Ela deixou-o olhar um bom bocado, reconhecendo com o seu próprio observar a forma como a tempestade se erguia dentro dele, admitindo com os olhos que o desejo era igualmente partilhado.

Ela ergueu o braço e puxou o cabelo para trás, expondo completamente o corpo. Os seus seios redondos elevaram-se, com os mamilos rosa escuros erectos e duros.

– Podemos partilhar prazer esta noite, se quiserdes – declarou.

Ele desembaraçou-se do casaco e caminhou até junto dela.

– Se eu quiser? Eu quero possuir-vos desde a primeira vez que vos vi.

Ela descontraiu o corpo e estirou a sua beleza nua aos pés dele, observando-o enquanto ele despia a camisa.

– Não vai ser bem assim que as coisas se irão passar. Vamos possuir-nos um ao outro.

– Como queirais. Os termos desta rendição já me são completamente indiferentes.

Tudo lhe era completamente indiferente excepto o desejo cada vez mais agudo e premente a cada instante que passava. Ele caiu de joelhos ao seu lado.

– Isto não se trata de uma rendição, Elliot. É uma trégua. Uma noite em que desfrutamos da nossa amizade – replicou Phaedra, soerguendo-se para ajudá-lo a desabotoar os botões das calças.

As mãos dela tornaram a sua excitação selvática. Ele olhou para baixo, para aquele seu corpo nu, tão vulnerável e receptivo. Imagens invadiram-lhe a cabeça e ímpetos urgentes incendiaram-lhe o sangue. Se ela pensava que isto tinha alguma coisa a ver com amizade, ela não conhecia muito bem os homens.

– Sem dúvida, Phaedra. Claro que sim.

*

Ele não falara a sério. A alma de Phaedra sentia-o, mas, neste momento, ela não queria pensar nisso.

Ele era sensual e belo. Mesmo de joelhos, parecia alto. O seu torso e ombros nus erguiam-se acima dela e da enxerga de palha, fazendo-a sentir-se pequena e… vulnerável. Essa sensação era nova. Ela nunca a experimentara antes de conhecer este homem. Não era desagradável. Ela permitiu-se gozar o prazer que suscitava porque sabia que ele não representava qualquer perigo real.

A luz dava um tom de bronze à pele dele e desenhava linhas escuras ao longo dos traços dos músculos. Não havia nada suave à vista. Nem no corpo nem no rosto. A paixão tornava os traços dos Rothwell ainda mais severos até mesmo no mais afável dos seus filhos. O cabelo escuro, revolto e desalinhado pelas aventuras do dia deixara algumas mechas soltas a tocar ao de leve nas sobrancelhas e rosto. Os olhos transformaram-se em cristais negros quando ela se soergueu para o ajudar a despir.

As mãos de Elliot descaíram para os lados, deixando as dela terminar a tarefa. Ele limitou-se a olhar para baixo, porventura a desafiá-la a continuar, a testá-la para ver se iria voltar atrás na ousadia.

Ela continuou lentamente, sem afastar o olhar dos olhos dele. O seu corpo foi ateado por sensações maravilhosas. O doce formigueiro que sentia era mais intenso porque ela sabia o que estava para vir. A expectativa interpôs-se entre ambos de forma tão espantosa que se transformou num dos melhores prazeres que ela alguma vez experimentara.

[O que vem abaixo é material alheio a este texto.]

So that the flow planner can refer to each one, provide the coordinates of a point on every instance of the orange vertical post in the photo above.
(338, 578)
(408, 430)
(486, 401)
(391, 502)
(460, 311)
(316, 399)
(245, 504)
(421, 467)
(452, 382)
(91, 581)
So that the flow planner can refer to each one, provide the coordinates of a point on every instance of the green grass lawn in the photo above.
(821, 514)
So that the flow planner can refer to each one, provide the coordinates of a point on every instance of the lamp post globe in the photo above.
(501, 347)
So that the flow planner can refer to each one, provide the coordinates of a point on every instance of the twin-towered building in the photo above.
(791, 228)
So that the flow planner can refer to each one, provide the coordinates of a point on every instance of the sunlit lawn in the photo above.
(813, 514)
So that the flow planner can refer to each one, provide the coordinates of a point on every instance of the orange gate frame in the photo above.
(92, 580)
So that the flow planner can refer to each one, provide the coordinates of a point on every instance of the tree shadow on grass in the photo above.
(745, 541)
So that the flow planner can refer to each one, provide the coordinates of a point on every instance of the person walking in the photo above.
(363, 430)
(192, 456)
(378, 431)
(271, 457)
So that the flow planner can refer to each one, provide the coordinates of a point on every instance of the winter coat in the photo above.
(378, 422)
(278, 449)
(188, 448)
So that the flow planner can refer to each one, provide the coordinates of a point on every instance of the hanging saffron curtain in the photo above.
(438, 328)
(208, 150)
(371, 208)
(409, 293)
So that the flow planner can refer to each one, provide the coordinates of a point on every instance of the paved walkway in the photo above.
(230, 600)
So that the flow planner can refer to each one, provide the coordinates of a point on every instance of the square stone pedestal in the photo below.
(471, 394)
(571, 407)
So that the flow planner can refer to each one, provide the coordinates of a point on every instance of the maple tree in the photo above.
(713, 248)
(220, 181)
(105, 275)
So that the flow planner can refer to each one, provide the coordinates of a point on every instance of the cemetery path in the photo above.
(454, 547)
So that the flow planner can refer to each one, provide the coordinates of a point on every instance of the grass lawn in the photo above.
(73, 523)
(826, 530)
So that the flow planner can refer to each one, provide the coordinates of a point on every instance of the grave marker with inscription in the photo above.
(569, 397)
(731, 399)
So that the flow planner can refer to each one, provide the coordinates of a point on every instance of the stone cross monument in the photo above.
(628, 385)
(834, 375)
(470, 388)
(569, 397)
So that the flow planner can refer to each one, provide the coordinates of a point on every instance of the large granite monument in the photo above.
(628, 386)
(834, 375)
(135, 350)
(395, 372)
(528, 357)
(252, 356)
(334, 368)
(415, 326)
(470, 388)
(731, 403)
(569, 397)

Com a tarefa concluída, ela fez subir a palma da mão até à barriga dele, saboreando o toque da sua pele, a combinação masculina de uma superfície suave e um suporte duro. Ela adorava a forma como o desejo intensificava todos os sentidos, incluindo o intuitivo que lhe dizia o quanto ele gostava daquele toque e como o resto da realidade estava igualmente a desaparecer para ele.

Quando não conseguiu avançar mais, fez a mão deslizar para baixo novamente até atingir a peça de roupa interior folgada. Com carícias lentas, ela puxou-a habilmente para baixo, libertando-o até o tecido se deter nos seus joelhos. As pontas dos seus dedos familiarizaram-se com o corpo, centímetro a centímetro. Ela fê-las deslizar e pressionou-as acima da musculatura firme das suas ancas e coxas. Com um toque leve como uma pena, ela percorreu toda a extensão da sua erecção até à extremidade e circulou suavemente, para depois a acariciar com mais agressividade.

Ele tentou refrear o que isso lhe fazia, mas ela conseguia ver a fúria sensual a assumir o controlo. Esta fazia com que todo ele ficasse mais duro. O seu rosto e o seu olhar, o seu corpo inteiro, ficaram ainda mais tensos.

– Correis o sério risco de serdes tomada sem qualquer cortesia ou cerimónia, Phaedra.

Ela ponderou a ameaça e a excitação física do seu próprio corpo.

– Não me importo. Estou mais do que pronta para isso.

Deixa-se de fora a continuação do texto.